Numba Integration#

The tskit.jit.numba module provides classes for working with tree sequences from Numba jit-compiled Python code. Such code can run up to hundreds of times faster than normal Python, yet avoids the difficulties of writing C or other low-level code.

Note

Numba is not a direct dependency of tskit, so will not be available unless installed:

pip install numba

or

conda install numba

Overview#

The numba integration provides:

These classes are designed to work within Numba’s @njit decorated functions, allowing you to write high-performance tree sequence analysis code.

Basic Usage#

The tskit.jit.numba module is not imported with normal tskit so must be imported explicitly:

import numpy as np
import tskit
import tskit.jit.numba as tskit_numba

Normal third-party classes such as tskit.TreeSequence can’t be used in numba.njit compiled functions so the tskit.TreeSequence must be wrapped in a NumbaTreeSequence by jitwrap(). This must be done outside njit code:

import msprime

ts = msprime.sim_ancestry(
    samples=50000,
    sequence_length=100000,
    recombination_rate=0.1,
    random_seed=42
)
numba_ts = tskit_numba.jitwrap(ts)
print(type(numba_ts))
<class 'numba.experimental.jitclass.boxing._NumbaTreeSequence'>

Tree Iteration#

Tree iteration can be performed using the NumbaTreeIndex class. This class provides next() and prev() methods for forward and backward iteration through the trees in a tree sequence. Its in_range and out_range attributes provide the edges that must be added or removed to form the current tree from the previous tree, along with the current tree interval and its sites and mutations through site_range and mutation_range.

A NumbaTreeIndex instance can be obtained from a NumbaTreeSequence using the tree_index() method. The initial state of this is of a “null” tree outside the range of the tree sequence, the first call to next() or prev() will be to the first, or last tree sequence tree respectively. After that, the in_range and out_range attributes will provide the edges that must be added or removed to form the current tree from the previous tree. For example tree_index.in_range.order[in_range.start:in_range.stop] will give the edge ids that are new in the current tree, and tree_index.out_range.order[out_range.start:out_range.stop] will give the edge ids that are no longer present in the current tree. tree_index.site_range and tree_index.mutation_range give the indexes into the tree sequences site and mutation arrays.

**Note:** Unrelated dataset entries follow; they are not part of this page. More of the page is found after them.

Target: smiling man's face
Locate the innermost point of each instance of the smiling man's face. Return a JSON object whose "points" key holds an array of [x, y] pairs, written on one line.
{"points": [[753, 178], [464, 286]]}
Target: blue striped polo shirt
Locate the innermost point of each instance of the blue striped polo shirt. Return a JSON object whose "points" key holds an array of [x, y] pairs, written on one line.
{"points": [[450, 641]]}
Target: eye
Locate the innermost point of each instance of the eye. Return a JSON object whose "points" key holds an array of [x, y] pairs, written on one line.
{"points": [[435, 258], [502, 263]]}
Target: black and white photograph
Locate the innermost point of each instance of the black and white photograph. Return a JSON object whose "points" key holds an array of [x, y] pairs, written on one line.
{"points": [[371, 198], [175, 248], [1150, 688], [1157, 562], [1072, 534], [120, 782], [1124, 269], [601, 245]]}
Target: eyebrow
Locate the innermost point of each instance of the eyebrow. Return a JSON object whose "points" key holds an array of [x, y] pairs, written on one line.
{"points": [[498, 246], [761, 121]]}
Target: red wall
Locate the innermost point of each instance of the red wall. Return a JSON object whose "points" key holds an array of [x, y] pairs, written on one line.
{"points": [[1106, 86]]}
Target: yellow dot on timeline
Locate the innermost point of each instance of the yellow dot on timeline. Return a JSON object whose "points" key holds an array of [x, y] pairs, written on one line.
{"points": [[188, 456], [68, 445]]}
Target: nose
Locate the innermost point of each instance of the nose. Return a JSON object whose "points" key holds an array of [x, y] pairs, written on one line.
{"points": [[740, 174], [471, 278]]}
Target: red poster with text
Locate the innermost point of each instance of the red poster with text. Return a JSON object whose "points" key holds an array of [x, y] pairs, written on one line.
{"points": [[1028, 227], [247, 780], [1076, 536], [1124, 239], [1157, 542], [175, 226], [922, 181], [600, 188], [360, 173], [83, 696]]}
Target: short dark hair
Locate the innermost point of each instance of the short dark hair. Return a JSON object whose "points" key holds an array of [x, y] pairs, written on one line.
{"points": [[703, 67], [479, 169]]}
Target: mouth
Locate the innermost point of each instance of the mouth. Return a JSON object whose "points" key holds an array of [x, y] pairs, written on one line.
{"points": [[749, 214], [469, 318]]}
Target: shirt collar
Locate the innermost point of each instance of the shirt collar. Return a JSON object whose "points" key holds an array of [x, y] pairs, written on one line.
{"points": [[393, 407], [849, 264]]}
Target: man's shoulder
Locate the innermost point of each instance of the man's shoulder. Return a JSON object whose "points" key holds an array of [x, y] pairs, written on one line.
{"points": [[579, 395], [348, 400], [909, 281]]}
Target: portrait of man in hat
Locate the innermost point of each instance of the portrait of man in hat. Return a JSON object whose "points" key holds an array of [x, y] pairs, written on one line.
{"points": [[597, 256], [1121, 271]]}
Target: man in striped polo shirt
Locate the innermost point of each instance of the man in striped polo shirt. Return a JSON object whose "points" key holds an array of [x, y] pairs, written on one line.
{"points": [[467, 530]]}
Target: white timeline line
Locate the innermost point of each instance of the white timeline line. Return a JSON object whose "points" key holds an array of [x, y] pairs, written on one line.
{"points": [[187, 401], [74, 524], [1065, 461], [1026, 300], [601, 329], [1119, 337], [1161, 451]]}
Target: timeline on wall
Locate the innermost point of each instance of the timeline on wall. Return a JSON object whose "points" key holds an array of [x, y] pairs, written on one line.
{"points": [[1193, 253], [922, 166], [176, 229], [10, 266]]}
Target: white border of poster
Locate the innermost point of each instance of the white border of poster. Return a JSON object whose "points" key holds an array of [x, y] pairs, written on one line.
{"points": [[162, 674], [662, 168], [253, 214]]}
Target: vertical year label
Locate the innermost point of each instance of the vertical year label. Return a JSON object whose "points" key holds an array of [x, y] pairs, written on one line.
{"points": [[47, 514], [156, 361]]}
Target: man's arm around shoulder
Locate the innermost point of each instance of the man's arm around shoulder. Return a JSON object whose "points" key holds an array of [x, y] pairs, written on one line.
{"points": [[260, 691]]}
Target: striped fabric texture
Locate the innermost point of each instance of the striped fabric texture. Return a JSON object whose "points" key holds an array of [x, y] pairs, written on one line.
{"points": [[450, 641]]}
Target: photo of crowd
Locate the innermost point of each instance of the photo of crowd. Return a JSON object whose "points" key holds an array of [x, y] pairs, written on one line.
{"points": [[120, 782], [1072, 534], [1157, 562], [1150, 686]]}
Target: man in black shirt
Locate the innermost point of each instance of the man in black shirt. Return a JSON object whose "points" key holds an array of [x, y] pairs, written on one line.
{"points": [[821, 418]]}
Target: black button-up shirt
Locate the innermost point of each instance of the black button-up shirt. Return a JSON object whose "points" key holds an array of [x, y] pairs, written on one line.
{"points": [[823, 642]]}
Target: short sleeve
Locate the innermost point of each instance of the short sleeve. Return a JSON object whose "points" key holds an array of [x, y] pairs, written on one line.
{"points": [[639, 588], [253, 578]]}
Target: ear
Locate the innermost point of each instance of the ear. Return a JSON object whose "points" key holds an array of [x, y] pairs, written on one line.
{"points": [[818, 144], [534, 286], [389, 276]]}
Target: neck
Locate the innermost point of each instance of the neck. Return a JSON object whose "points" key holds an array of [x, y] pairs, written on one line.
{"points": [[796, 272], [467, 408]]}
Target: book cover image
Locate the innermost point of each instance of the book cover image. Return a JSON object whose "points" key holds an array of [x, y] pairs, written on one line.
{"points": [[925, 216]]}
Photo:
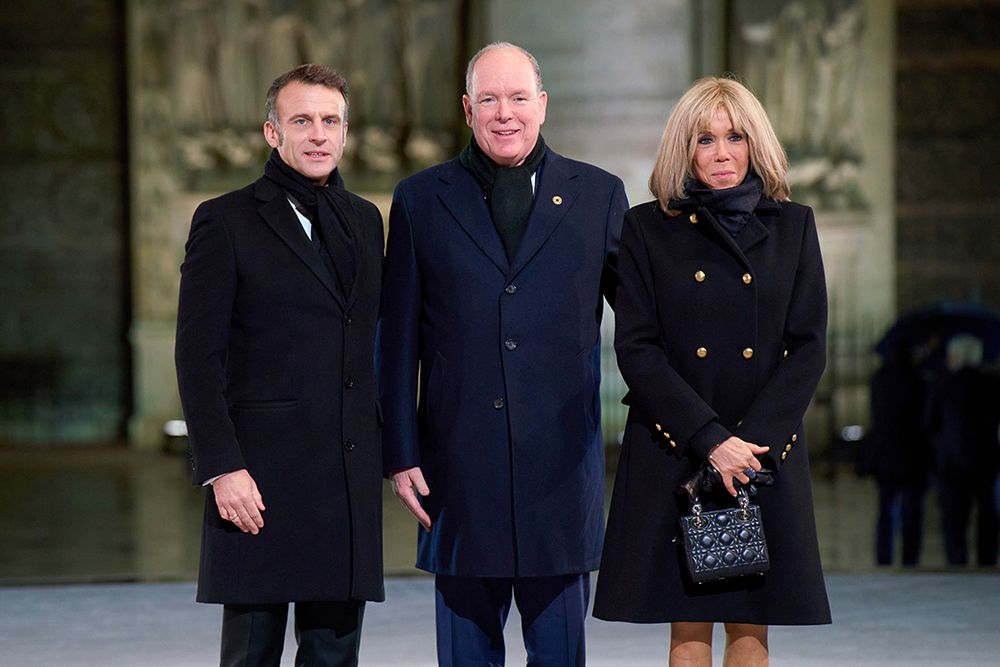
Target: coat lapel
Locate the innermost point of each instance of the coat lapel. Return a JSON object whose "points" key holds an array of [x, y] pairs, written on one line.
{"points": [[464, 199], [278, 214], [347, 211], [555, 195]]}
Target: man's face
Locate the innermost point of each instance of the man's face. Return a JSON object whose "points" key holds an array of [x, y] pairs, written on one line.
{"points": [[311, 129], [503, 106]]}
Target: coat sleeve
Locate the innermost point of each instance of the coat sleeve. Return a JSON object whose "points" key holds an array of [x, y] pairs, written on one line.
{"points": [[655, 388], [399, 342], [616, 214], [207, 292], [778, 408]]}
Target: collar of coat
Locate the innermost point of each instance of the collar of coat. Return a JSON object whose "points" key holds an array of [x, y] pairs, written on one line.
{"points": [[755, 231]]}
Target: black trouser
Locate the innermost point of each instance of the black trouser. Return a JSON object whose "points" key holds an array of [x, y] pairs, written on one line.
{"points": [[909, 498], [958, 495], [328, 634]]}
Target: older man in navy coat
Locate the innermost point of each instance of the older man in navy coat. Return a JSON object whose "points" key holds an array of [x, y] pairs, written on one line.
{"points": [[495, 269]]}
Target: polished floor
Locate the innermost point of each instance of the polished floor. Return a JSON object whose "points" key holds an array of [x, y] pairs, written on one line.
{"points": [[99, 548], [880, 620], [113, 514]]}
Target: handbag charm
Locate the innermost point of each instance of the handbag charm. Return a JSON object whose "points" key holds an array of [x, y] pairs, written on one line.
{"points": [[724, 543]]}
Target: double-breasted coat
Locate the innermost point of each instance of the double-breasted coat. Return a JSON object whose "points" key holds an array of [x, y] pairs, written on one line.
{"points": [[276, 370], [507, 430], [715, 336]]}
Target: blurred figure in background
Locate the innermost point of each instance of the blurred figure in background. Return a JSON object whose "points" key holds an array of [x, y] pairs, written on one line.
{"points": [[963, 418], [898, 454]]}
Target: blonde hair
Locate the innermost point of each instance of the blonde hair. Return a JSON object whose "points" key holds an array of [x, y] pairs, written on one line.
{"points": [[693, 114]]}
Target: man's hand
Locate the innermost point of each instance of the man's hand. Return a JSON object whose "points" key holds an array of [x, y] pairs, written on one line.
{"points": [[239, 501], [403, 483], [734, 459]]}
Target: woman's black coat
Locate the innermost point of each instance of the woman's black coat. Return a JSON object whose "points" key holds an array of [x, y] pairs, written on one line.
{"points": [[715, 336]]}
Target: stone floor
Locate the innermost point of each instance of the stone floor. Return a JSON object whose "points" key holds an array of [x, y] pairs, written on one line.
{"points": [[884, 620], [113, 514], [126, 524]]}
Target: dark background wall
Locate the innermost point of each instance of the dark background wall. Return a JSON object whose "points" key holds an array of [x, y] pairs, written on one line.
{"points": [[948, 151], [64, 313], [63, 358]]}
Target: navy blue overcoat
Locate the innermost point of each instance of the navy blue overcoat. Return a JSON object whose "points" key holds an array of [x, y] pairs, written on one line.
{"points": [[507, 429]]}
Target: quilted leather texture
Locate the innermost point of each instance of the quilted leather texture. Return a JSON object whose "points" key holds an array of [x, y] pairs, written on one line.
{"points": [[725, 545]]}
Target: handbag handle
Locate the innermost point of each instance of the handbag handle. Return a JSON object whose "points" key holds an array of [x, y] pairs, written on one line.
{"points": [[742, 499]]}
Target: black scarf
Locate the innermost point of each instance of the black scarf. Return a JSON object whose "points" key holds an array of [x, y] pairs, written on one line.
{"points": [[508, 190], [331, 230], [733, 206]]}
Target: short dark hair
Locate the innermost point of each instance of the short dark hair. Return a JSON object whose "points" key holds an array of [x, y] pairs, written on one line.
{"points": [[311, 74]]}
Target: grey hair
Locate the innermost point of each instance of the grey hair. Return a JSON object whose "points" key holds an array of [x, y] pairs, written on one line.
{"points": [[311, 74], [493, 46]]}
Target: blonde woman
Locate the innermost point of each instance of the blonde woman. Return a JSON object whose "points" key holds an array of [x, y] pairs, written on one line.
{"points": [[720, 335]]}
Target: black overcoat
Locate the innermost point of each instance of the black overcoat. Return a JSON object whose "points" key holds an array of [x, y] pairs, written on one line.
{"points": [[715, 336], [276, 372], [507, 430]]}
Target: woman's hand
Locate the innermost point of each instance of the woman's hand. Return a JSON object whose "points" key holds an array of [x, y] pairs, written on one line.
{"points": [[734, 459]]}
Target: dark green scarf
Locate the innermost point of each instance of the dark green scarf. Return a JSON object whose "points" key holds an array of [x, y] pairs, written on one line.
{"points": [[733, 206], [331, 229], [508, 190]]}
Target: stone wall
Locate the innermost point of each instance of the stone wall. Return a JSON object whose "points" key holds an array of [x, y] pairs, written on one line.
{"points": [[63, 355], [948, 151]]}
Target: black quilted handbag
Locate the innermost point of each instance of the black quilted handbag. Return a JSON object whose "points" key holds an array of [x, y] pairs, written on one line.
{"points": [[724, 543]]}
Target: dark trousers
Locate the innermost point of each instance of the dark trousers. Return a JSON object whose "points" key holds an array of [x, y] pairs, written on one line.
{"points": [[957, 496], [328, 634], [909, 500], [471, 613]]}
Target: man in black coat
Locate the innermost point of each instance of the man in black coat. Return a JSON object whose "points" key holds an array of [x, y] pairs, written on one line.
{"points": [[279, 301]]}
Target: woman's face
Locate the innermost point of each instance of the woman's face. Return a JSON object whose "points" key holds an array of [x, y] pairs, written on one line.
{"points": [[721, 154]]}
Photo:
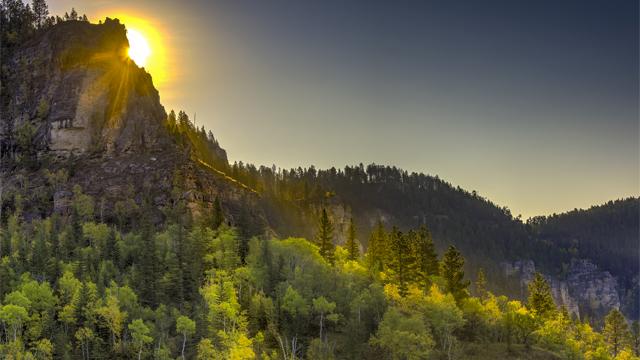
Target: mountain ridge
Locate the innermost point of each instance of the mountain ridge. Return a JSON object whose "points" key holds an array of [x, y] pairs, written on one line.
{"points": [[104, 139]]}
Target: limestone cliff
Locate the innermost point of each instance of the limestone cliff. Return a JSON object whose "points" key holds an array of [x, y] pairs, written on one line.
{"points": [[77, 88], [73, 100], [583, 290]]}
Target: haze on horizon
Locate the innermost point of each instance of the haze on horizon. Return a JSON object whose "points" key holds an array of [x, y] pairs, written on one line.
{"points": [[535, 105]]}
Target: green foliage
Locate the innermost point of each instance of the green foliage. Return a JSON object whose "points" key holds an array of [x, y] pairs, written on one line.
{"points": [[616, 332], [540, 298], [403, 336], [325, 237], [453, 273], [75, 286], [352, 244]]}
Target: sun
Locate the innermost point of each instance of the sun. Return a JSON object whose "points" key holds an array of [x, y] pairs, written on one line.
{"points": [[139, 49]]}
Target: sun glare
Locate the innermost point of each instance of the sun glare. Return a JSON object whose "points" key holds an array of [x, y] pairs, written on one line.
{"points": [[139, 49], [148, 44]]}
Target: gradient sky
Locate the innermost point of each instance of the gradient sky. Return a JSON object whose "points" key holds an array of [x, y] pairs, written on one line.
{"points": [[533, 104]]}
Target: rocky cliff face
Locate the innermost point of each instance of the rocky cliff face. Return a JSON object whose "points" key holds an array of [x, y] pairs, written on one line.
{"points": [[73, 100], [75, 85], [584, 290]]}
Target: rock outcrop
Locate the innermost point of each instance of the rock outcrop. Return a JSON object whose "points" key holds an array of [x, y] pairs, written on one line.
{"points": [[584, 290], [73, 100], [75, 85]]}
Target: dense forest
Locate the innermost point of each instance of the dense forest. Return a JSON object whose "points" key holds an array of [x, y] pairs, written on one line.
{"points": [[74, 287], [76, 284]]}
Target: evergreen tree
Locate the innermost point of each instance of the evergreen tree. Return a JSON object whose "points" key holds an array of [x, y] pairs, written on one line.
{"points": [[481, 284], [453, 273], [148, 262], [635, 337], [352, 243], [401, 263], [425, 254], [40, 12], [217, 214], [616, 332], [325, 237], [377, 250], [540, 300]]}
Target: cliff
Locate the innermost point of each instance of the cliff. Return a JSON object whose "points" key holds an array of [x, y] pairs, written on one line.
{"points": [[585, 290], [72, 100]]}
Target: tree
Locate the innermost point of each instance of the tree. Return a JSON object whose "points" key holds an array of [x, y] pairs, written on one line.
{"points": [[616, 332], [453, 273], [425, 254], [635, 332], [14, 316], [186, 327], [377, 249], [84, 335], [352, 243], [540, 300], [403, 336], [481, 284], [140, 335], [325, 237], [401, 262], [206, 351], [113, 318], [40, 12], [325, 309]]}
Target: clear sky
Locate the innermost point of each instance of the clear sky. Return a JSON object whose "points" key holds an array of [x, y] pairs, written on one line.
{"points": [[533, 104]]}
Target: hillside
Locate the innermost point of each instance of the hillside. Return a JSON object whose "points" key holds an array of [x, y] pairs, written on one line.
{"points": [[125, 233]]}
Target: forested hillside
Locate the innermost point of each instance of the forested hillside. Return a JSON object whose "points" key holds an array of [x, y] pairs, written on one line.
{"points": [[127, 234]]}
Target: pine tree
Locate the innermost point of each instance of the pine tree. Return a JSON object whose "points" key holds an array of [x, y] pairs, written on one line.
{"points": [[352, 243], [147, 261], [616, 332], [401, 262], [481, 284], [218, 214], [635, 337], [40, 12], [453, 273], [325, 237], [540, 299], [377, 248], [425, 254]]}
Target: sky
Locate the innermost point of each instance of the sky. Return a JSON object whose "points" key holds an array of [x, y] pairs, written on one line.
{"points": [[532, 104]]}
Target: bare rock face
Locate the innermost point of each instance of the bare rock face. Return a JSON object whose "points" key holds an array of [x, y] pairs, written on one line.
{"points": [[76, 86], [89, 110], [585, 290]]}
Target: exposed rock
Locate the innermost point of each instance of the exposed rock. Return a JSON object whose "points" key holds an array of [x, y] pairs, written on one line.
{"points": [[98, 116], [75, 85], [585, 290]]}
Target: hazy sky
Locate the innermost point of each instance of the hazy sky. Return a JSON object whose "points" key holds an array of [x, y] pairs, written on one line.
{"points": [[533, 104]]}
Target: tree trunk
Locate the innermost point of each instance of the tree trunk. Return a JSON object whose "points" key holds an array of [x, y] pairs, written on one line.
{"points": [[184, 342]]}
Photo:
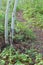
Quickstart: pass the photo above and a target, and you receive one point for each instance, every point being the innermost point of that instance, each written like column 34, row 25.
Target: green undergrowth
column 12, row 57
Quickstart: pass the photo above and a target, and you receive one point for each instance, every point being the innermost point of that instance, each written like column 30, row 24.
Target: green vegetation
column 32, row 11
column 15, row 57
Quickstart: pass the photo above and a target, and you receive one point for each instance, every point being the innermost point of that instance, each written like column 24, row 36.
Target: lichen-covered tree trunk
column 0, row 4
column 6, row 21
column 13, row 20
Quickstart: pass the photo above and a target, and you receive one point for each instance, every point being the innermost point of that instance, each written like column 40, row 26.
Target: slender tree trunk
column 13, row 20
column 0, row 4
column 6, row 21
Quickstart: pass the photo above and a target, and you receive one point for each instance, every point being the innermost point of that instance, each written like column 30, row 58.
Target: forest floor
column 37, row 44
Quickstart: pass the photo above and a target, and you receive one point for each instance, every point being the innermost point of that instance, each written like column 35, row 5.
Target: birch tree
column 6, row 21
column 13, row 19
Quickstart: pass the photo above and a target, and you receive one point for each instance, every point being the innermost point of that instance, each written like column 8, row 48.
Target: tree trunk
column 13, row 20
column 6, row 21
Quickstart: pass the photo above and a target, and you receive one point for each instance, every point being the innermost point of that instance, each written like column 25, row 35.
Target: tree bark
column 6, row 21
column 13, row 21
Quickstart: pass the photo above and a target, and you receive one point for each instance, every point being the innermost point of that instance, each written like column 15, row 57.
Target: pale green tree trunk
column 0, row 4
column 13, row 20
column 6, row 21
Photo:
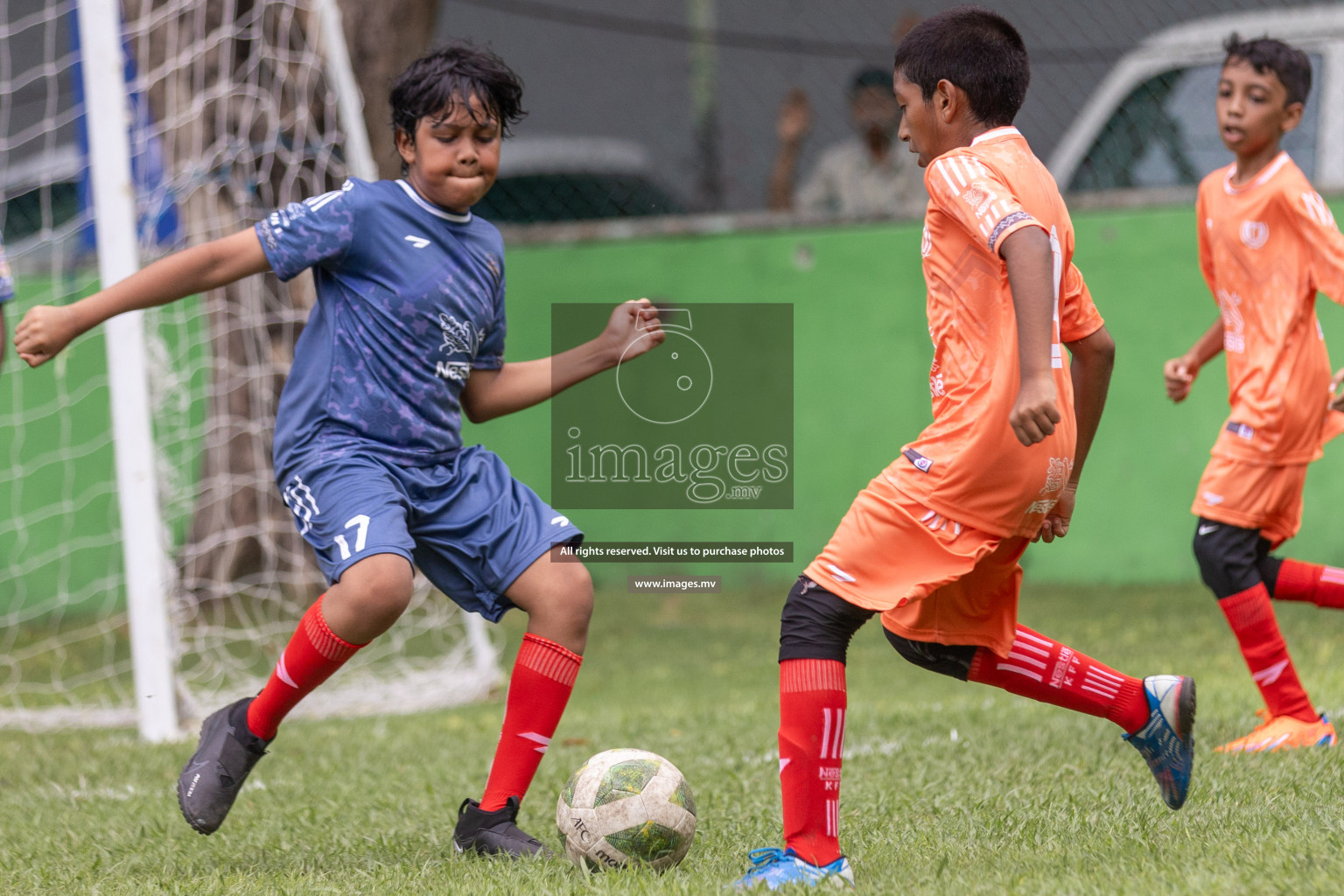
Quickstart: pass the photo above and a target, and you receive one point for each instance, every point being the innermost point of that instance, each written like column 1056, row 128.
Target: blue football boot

As a simple example we can calculate the number of edges in each tree in a tree sequence:

import numba

@numba.njit
def edges_per_tree(numba_ts):
    tree_index = numba_ts.tree_index()
    current_num_edges = 0
    num_edges = []
    
    # Move forward through the trees
    while tree_index.next():
        # Access current tree information
        in_range = tree_index.in_range
        out_range = tree_index.out_range
        
        current_num_edges -= (out_range.stop - out_range.start)
        current_num_edges += (in_range.stop - in_range.start)
        num_edges.append(current_num_edges)
    return num_edges

Hide code cell content

# Warm up the JIT compiler
edges = edges_per_tree(numba_ts)
import time

t = time.time()
jit_num_edges = edges_per_tree(numba_ts)
print(f"JIT Time taken: {time.time() - t:.4f} seconds")
JIT Time taken: 0.0363 seconds

Doing the same thing with the normal tskit API would be much slower:

t = time.time()
python_num_edges = []
for tree in ts.trees():
    python_num_edges.append(tree.num_edges)
print(f"Normal Time taken: {time.time() - t:.4f} seconds")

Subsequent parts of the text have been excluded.